Table 3 Summary of Mothur output when classifying reads identified as aligning to the human genome by Bowtie2.

The most heavily affected sample type in our study (breast tumour tissue) was reanalysed by performing a pairwise comparison of samples amplified with the V3–V4 and V1–V2 primer sets (Fig. 3).

Figure 3
figure 3

Rarefaction curve generated by plotting observed species vs read depth on a per sample basis. (A) Rarefaction curve prior to removal of human genome aligning reads. (B) Rarefaction curve following removal of human genome aligning reads.

Looking initially at the rarefaction curves produced by the sequencing data corresponding to the previously mentioned paired V1–V2 and V3–V4 primer pair amplified breast tumour sample there is a clear difference between the two groups. This is done by plotting new species against number of reads per sample. Figure 3A below shows that the distribution of samples in this 2D plane appears to be stochastic prior to the removal of human reads. Figure 3B, following removal of human reads, shows clearly that samples amplified with the V1–V2 primer pair consistently yield more observable species, a greater number of reads per sample, and a plateauing of the rarefaction curve which suggests sufficient sampling depth is available for accurate characterisation.

The community structure in samples amplified with V1–V2 primers was visually similar to those amplified with V3–V4 primers (Fig. 4A) and no bacterial family was found to be significantly elevated using one primer set over the other as per Wilcoxon signed-rank test, once p-values had been corrected for multiple testing using the FDR method (Supplementary Table 1).

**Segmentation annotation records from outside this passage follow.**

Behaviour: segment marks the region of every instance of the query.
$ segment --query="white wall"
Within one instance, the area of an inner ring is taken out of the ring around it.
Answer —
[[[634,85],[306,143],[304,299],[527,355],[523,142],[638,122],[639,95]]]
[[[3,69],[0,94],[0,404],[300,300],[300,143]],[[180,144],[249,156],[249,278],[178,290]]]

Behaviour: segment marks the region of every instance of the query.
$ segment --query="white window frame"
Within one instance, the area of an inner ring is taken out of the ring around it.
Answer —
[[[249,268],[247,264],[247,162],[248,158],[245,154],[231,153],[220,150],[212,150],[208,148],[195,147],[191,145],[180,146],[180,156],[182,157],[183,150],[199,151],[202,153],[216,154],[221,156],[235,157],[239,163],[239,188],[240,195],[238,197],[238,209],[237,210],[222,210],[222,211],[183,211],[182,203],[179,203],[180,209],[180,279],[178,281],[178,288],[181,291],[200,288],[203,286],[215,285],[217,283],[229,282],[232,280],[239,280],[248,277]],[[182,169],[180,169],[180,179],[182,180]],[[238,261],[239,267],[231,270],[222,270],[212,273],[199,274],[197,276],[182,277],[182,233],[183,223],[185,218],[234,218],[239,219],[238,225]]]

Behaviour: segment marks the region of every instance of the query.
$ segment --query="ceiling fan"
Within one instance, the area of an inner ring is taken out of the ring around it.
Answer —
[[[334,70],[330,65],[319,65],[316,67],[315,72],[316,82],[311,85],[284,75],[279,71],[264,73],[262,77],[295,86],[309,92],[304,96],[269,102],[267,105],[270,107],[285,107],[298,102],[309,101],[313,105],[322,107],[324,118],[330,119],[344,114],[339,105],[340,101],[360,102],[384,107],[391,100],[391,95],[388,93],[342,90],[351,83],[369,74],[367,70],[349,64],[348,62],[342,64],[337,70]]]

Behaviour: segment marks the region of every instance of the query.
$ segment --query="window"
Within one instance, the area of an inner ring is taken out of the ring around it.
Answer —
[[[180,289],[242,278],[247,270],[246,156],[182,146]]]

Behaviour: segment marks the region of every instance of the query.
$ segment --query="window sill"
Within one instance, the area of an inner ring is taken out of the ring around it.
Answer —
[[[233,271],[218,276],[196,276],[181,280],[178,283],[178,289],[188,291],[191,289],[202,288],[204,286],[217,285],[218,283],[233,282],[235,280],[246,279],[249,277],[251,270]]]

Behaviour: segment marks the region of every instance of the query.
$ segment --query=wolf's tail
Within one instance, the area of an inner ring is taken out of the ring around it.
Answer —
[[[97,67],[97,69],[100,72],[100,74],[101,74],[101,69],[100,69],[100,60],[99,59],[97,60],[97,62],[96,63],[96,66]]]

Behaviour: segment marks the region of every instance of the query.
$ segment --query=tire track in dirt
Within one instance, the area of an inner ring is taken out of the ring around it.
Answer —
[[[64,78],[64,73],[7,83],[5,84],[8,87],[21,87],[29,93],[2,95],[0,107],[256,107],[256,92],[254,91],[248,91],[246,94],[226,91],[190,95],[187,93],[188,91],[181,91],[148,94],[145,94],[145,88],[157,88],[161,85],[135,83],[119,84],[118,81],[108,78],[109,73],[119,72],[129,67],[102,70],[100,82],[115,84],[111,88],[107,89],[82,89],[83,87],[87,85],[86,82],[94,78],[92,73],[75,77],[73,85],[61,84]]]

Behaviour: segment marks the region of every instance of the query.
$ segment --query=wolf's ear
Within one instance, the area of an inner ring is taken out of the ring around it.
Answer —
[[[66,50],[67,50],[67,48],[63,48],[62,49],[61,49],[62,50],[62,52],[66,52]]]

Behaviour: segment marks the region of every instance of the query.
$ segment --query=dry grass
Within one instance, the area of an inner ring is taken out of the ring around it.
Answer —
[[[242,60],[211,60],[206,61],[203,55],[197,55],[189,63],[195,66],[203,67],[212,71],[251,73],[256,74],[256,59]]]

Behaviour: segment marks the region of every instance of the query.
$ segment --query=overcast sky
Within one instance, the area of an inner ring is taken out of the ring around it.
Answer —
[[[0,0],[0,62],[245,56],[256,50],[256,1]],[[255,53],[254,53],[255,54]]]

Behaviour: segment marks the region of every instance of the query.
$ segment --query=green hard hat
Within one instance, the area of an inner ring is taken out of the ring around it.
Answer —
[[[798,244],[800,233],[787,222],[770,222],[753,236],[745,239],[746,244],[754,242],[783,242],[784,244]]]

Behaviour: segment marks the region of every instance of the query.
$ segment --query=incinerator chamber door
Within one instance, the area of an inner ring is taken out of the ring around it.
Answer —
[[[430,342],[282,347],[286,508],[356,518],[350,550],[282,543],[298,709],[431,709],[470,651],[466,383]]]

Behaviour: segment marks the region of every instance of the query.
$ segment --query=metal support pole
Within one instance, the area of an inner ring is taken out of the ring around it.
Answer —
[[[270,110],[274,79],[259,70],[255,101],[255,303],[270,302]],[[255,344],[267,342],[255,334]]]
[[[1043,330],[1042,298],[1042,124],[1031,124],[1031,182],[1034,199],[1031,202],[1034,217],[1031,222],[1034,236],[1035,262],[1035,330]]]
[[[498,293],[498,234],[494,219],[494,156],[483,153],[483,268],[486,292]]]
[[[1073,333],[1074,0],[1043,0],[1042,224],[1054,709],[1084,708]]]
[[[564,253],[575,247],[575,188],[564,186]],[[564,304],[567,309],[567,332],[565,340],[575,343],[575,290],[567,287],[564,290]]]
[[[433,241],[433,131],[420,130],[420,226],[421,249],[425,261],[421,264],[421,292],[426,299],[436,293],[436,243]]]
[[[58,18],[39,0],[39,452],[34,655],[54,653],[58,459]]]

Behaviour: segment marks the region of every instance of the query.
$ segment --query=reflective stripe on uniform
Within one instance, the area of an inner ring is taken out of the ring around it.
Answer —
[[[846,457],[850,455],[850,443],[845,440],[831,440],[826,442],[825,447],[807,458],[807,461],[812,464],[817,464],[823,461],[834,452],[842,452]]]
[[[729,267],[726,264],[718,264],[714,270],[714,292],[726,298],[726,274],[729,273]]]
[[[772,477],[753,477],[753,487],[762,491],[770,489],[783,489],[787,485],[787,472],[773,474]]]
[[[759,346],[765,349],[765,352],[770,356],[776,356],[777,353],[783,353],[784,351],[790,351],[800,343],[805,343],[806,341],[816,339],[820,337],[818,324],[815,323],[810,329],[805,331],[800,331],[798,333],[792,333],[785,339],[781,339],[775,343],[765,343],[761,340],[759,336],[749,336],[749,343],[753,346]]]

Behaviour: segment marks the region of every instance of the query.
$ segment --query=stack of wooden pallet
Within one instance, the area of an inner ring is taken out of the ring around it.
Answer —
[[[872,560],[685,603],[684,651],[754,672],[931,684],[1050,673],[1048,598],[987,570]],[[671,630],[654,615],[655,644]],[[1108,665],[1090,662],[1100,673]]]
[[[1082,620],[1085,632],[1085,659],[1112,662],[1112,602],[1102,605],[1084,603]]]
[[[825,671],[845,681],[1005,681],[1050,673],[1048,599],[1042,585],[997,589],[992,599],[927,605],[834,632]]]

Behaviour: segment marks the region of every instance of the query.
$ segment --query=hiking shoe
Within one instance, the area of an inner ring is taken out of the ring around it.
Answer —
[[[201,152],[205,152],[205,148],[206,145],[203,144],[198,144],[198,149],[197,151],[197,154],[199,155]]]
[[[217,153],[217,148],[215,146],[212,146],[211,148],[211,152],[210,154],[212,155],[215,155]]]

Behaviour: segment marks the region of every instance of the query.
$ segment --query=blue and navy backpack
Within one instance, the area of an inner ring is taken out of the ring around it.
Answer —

There was also no significant difference in terms of Shannon diversity (Fig. 4B), indicating choice of primers did not have any adverse effect on the downstream results. Of considerable interest to any groups carrying out low biomass research in the future, is the huge discrepancy in the number of reads yielded once human contamination had been filtered out. As can be seen in Fig. 4C, samples amplified with primers targeting the V1–V2 region have a consistently and significantly higher number of ASVs per sample following the removal of ASV’s aligning to the human genome.

Figure 4
figure 4

Pairwise comparison of matched samples using primers targeting the V1–V2 and V3–V4 regions of the 16S rRNA gene fragment. (A) Sample composition at the family level of paired samples. (B) Average Shannon Diversity comparison between samples amplified using V1–V2 primers (red) and V3–V4 primers (blue). (C) Percentage of total sequencing reads aligning to human genome. In both (B) and (C) statistical testing is performed using Wilcoxon signed-rank test.

Future perspectives

Third generation sequencing technologies, such as those produced by Oxford Nanopore Technologies and Pacific BioSiences are now being utilised in 16S rRNA gene sequencing experiments. The Pacific BioSciences SMRT platform has seen the greatest promise in this regard with the implementation of “Circular Consensus Sequencing” in conjunction with denoising algorithms, allowing for the production of long reads of high quality24. Earl et al. showed that this new method using degenerate primers targeting the entire 16S rRNA gene, still resulted in off target amplification of the human genome25. This study also noted that this off target amplification was related to the ratio of human to bacterial DNA. The human genome must be considered when designing or choosing primers now and in the future.